Have you ever felt unappreciated at work? I am sure we all have. Lately, more than ever I have started to feel unappreciated at work. I am a hard worker, overachiever always over delivering. At first, I felt that over delivering was a great thing. It was almost a way for me to measure my success, almost as a dare to myself to see if I could set a new bar for myself. I thrived off of it. My employer loved it ! My supervisor appreciates it and encourages me constantly. However, I don’t think anyone else does. They have almost become used to me over delivering and exceeding their expectations. I don’t even feel that I am being treated like a human being anymore, I feel like I am being treated like a machine. No one asks how I am doing, how the workload that is being given to me is affecting me. No one bothers to ask about my professional advancement goals. Nothing, I am now considered a machine that yields results “Need something done, sure dump it on Krissy, she’ll turn that around for you faster and better than anyone”.

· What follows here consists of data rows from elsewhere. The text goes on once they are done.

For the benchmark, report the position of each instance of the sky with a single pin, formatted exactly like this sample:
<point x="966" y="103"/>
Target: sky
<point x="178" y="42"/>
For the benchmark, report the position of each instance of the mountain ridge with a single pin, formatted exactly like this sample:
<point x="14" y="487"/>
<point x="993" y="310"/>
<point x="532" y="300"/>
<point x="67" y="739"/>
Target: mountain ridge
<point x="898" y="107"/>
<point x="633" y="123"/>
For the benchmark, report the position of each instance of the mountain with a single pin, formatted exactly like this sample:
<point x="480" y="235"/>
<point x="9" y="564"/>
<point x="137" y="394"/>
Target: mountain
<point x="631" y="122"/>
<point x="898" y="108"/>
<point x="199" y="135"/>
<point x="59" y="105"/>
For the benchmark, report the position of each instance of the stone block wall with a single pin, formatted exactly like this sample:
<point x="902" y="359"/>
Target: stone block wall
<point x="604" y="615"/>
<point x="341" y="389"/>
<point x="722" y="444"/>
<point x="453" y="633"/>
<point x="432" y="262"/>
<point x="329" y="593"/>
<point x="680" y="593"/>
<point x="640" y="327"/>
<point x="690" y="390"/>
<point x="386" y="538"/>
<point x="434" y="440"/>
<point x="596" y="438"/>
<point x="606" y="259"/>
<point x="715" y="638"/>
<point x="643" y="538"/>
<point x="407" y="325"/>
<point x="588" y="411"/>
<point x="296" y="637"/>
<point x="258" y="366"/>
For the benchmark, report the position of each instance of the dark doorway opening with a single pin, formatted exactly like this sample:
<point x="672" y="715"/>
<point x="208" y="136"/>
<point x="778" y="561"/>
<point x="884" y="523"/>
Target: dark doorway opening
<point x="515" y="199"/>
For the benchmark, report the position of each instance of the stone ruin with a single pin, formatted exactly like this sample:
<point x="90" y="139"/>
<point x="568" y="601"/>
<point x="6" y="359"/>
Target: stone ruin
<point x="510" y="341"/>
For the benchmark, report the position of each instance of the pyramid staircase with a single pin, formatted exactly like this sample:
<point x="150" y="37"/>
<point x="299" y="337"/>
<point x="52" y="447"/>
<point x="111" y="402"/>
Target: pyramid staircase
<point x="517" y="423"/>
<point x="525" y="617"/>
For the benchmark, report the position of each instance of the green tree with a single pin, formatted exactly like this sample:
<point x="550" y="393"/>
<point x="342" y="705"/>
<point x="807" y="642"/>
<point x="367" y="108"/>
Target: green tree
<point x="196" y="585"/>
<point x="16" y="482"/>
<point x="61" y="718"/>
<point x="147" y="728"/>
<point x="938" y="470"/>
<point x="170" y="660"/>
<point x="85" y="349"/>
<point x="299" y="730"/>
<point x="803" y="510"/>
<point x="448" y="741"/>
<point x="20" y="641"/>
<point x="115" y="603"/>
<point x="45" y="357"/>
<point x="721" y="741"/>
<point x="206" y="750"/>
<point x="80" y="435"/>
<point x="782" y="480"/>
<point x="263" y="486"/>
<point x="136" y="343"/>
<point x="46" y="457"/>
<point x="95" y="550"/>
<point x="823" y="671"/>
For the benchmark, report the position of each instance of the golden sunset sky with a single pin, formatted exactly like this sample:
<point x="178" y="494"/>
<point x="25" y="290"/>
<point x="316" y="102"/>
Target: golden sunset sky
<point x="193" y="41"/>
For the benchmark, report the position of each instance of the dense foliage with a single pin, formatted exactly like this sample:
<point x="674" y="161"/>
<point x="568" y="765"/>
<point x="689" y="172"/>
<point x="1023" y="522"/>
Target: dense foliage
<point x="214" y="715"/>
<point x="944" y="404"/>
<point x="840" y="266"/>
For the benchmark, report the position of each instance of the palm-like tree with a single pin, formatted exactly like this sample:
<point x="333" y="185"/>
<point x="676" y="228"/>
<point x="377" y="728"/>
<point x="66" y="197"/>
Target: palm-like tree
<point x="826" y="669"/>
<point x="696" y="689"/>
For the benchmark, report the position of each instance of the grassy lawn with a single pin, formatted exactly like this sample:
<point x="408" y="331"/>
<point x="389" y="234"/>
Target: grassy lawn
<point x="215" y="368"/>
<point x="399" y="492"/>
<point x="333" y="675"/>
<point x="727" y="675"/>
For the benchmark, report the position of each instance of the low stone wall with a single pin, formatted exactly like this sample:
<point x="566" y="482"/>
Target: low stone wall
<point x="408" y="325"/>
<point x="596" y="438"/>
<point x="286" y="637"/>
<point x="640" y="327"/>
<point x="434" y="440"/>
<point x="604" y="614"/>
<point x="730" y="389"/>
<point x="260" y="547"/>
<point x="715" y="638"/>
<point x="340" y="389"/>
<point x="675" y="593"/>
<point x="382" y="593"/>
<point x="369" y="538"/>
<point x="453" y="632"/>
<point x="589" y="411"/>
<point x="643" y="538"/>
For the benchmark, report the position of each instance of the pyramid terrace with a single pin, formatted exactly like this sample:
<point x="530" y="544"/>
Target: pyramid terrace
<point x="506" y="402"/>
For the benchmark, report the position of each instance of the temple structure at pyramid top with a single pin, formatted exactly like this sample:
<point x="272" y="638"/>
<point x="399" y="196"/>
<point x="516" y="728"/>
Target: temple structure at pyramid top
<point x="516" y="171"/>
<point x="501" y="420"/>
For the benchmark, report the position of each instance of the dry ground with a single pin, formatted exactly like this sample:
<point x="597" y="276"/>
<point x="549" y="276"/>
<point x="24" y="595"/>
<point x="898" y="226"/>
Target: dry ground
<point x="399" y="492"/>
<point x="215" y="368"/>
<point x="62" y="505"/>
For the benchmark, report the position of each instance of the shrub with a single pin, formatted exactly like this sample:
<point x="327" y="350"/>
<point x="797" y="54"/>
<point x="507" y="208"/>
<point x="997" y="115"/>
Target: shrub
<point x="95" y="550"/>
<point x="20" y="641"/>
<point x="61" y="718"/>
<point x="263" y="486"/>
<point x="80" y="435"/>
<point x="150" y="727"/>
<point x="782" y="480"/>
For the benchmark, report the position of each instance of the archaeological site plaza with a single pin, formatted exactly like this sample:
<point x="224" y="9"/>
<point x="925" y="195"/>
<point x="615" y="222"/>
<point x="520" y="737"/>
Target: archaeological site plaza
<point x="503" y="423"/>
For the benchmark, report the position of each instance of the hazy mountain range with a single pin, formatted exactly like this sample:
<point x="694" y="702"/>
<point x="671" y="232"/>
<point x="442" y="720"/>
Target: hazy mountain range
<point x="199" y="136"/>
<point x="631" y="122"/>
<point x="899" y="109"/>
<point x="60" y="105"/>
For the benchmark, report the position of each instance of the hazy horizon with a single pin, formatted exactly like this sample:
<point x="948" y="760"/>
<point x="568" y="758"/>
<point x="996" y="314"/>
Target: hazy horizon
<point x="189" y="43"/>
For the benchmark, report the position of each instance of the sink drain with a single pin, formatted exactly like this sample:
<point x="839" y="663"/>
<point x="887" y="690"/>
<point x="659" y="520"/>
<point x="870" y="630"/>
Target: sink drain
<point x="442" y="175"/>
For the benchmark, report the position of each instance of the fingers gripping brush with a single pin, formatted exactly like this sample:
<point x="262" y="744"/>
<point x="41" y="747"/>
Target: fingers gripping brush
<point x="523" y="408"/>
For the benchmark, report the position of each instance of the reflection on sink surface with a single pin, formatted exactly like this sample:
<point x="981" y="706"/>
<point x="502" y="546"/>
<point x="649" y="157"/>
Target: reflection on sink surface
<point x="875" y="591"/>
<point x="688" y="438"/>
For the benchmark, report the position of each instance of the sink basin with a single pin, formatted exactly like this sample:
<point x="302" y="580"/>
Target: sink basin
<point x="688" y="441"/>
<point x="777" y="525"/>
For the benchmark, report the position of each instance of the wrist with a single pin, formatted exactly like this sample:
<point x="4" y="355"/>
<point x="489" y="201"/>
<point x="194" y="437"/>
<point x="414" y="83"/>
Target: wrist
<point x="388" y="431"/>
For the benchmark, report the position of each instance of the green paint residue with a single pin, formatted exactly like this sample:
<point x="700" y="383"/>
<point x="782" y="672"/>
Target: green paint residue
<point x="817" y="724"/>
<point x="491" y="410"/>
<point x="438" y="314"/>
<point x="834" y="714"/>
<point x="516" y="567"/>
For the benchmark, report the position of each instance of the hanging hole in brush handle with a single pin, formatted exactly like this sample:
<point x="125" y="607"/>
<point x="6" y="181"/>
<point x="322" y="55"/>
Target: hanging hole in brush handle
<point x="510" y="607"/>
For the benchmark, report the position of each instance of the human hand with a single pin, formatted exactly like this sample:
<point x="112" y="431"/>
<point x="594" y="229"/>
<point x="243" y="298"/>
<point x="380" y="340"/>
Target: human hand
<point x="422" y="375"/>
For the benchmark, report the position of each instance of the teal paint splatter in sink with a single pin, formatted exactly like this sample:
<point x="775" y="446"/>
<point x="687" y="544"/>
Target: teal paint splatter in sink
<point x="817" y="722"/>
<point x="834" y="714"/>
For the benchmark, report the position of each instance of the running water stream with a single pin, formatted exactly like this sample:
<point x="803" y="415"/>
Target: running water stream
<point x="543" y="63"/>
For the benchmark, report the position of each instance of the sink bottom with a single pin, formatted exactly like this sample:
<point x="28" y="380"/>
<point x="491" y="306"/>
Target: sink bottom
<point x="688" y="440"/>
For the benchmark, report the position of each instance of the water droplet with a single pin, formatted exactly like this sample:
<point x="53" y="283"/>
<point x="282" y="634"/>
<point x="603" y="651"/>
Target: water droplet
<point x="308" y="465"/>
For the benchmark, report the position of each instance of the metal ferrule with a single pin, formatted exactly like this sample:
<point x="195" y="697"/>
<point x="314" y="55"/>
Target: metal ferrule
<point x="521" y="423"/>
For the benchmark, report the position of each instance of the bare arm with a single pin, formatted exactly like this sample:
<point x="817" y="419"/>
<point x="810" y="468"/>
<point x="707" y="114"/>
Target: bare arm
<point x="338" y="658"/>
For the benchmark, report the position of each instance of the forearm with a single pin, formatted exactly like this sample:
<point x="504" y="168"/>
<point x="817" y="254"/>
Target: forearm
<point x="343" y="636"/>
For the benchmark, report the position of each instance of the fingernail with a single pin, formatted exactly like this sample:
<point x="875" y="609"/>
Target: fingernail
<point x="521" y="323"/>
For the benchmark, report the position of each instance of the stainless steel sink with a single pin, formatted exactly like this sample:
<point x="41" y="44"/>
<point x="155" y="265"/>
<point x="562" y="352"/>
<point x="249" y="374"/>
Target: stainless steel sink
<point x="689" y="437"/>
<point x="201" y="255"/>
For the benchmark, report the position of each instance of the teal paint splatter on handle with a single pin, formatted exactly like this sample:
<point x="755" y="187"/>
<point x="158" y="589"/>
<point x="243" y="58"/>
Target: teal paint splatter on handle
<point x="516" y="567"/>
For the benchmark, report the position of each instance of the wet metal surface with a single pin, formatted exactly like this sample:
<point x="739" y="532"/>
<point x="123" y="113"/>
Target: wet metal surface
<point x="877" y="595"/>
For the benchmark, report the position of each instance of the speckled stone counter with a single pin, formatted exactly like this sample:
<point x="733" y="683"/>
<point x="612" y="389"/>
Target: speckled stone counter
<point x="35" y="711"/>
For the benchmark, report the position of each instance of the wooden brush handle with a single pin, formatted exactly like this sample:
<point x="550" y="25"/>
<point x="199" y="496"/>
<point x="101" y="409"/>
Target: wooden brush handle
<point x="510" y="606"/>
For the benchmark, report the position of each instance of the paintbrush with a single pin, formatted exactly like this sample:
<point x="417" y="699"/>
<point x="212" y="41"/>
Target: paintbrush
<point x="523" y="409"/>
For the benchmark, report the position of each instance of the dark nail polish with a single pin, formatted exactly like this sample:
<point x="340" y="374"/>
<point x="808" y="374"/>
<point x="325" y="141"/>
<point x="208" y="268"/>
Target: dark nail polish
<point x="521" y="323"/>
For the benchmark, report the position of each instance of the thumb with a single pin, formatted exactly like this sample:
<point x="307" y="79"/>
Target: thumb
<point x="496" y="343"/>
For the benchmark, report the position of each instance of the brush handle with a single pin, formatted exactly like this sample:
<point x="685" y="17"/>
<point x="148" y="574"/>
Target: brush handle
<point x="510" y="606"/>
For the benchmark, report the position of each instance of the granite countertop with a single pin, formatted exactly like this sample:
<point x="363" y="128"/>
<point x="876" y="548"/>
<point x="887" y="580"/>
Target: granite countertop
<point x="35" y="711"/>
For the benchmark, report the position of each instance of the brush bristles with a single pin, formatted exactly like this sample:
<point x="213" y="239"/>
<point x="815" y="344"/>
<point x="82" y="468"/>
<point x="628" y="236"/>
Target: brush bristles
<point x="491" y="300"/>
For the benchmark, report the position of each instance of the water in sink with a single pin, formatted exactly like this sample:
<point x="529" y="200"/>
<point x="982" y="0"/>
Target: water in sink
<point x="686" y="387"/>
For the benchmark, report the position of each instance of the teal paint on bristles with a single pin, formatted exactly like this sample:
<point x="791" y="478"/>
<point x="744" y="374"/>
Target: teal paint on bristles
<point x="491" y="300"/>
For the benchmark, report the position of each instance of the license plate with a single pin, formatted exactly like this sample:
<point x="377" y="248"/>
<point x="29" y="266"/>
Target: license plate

This affects my motivation at work a great deal. Have you ever felt this way? What did you do? Some days, I feel like walking into my VP’s office, and having a conversation with him, but I also feel that until I can construct my thoughts cohesively without any emotions that I should refrain from doing that. Other days, I just feel that I have had enough, I feel that I know my worth as I have set these bars for myself constantly through my career. I am confident that I could go somewhere else, and gain more appreciation for my worth.
I am tired of fighting for what I think I deserve at work. I am tired of being looked over for newly created positions that are in complete alignment with my post. I have had enough of not being invited to private company events when I yield a great deal of revenue for the company. When I see the people that have been invited over me, I grow resentful because I know that I have worked my butt off. Not to say that they haven’t but I feel that I deserve it.
I know that my time here is nearing an end, I clearly can’t leave without a transition to my plan B. I can’t wait for that day, until then I pray every night that this doesn’t eat me up too much and suck away my drive, ambition and passion.
Any of you going through, or have gone through the same thing? What has helped you through times like this?